It was all painfully rudimentary.
I had planned on writing a series of moany paragraphs about how tough this week has been, between a medical mystery, the fact that it’s birthday month for all three sons, and a bullying situation that seems to bother me more than any of the kids involved, but then I saw headlines that a man in Florida was auctioning off the gun he used to shoot an unarmed teenager, and all my problems seem…trivial. And then I heard top-of-the-news reports about wildfires in Canada. And then I read some Humans of New York posts about kids with cancer. And then I scrolled through the Lost Pets Facebook page, and then I started reading about a famous person’s sister’s accusations against her father that keep getting lost in the stardom, and then I sighed and closed my computer for a while and tried to teach the puppies to lie down when I told them to. It didn’t really work. But they are getting really good at looking confused, and that itself deserves a reward.

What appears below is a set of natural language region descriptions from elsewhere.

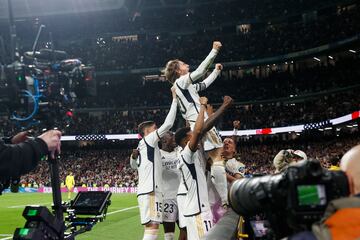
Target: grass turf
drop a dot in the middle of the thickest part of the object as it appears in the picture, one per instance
(119, 224)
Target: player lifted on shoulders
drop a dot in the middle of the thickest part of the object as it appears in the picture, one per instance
(199, 219)
(149, 166)
(177, 73)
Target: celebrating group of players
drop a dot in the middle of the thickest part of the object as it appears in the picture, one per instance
(186, 180)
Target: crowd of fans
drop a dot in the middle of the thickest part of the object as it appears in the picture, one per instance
(259, 41)
(247, 30)
(111, 167)
(282, 98)
(92, 168)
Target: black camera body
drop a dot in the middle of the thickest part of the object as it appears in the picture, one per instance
(293, 200)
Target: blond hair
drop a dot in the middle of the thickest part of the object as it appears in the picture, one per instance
(170, 70)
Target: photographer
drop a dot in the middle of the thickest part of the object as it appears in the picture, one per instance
(20, 154)
(342, 216)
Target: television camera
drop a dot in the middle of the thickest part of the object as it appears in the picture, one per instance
(280, 205)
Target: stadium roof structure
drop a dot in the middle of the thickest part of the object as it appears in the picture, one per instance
(38, 8)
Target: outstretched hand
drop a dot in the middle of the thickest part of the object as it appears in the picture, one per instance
(217, 45)
(52, 140)
(228, 101)
(203, 101)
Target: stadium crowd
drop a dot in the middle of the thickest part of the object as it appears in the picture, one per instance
(90, 168)
(93, 167)
(262, 40)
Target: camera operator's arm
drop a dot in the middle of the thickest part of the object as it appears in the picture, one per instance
(21, 158)
(279, 161)
(133, 159)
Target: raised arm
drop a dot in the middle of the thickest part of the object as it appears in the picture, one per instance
(196, 135)
(170, 118)
(133, 159)
(210, 79)
(202, 68)
(212, 120)
(236, 125)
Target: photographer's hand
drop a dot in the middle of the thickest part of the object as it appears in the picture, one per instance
(20, 137)
(52, 140)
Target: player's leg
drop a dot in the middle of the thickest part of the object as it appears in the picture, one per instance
(151, 231)
(169, 230)
(170, 216)
(182, 234)
(197, 226)
(213, 148)
(70, 189)
(180, 199)
(150, 215)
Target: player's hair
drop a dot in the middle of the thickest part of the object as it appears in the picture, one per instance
(143, 125)
(170, 70)
(335, 160)
(181, 134)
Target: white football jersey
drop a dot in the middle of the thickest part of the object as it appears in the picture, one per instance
(196, 200)
(149, 165)
(233, 166)
(187, 90)
(170, 173)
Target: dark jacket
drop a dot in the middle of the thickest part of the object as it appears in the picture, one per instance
(18, 159)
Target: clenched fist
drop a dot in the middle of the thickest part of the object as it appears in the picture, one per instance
(228, 101)
(217, 45)
(203, 101)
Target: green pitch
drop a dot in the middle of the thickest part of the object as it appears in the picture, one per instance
(122, 222)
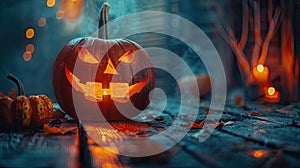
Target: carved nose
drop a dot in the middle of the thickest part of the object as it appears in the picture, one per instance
(110, 69)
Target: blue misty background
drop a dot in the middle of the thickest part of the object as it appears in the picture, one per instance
(36, 74)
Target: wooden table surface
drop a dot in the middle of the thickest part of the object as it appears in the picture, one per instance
(255, 135)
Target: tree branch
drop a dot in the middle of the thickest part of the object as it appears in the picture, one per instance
(257, 24)
(245, 26)
(269, 36)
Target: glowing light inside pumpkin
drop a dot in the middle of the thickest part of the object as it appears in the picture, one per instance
(30, 48)
(27, 56)
(42, 22)
(60, 14)
(93, 91)
(72, 9)
(272, 95)
(260, 68)
(110, 69)
(128, 57)
(29, 33)
(86, 56)
(50, 3)
(271, 91)
(261, 74)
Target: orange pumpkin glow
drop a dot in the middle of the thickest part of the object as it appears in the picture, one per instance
(271, 95)
(261, 74)
(29, 33)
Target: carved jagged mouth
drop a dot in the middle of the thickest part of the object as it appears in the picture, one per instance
(93, 91)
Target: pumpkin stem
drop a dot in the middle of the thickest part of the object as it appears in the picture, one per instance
(103, 21)
(18, 83)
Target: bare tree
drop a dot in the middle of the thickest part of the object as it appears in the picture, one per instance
(261, 44)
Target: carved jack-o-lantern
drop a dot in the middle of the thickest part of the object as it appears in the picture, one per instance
(100, 76)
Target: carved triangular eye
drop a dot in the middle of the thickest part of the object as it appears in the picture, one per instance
(86, 56)
(110, 69)
(128, 57)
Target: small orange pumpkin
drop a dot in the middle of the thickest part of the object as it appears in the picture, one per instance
(24, 111)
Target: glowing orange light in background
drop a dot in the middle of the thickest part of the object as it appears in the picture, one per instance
(30, 48)
(29, 33)
(27, 56)
(261, 74)
(50, 3)
(42, 22)
(60, 14)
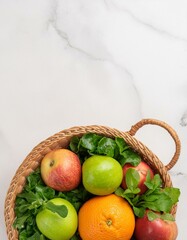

And then two of my boys started packing for a camping trip tomorrow night and I realized that with only one boy in tow, a dinner out might be in order. And I remembered that tomorrow is one of the days of the week I get to stay later to work (I love my job) and that it was also Friday (I love weekends) and that this past week the school administrator only had to call once to check and see where the youngest was supposed to go after school. Score.
Sometimes, I suck at gratitude. I fail at useful perception. I get caught in the quagmire of ughness. Tonight, I think I’ll recognize my extraordinary good luck, go to bed early, and consider it a win.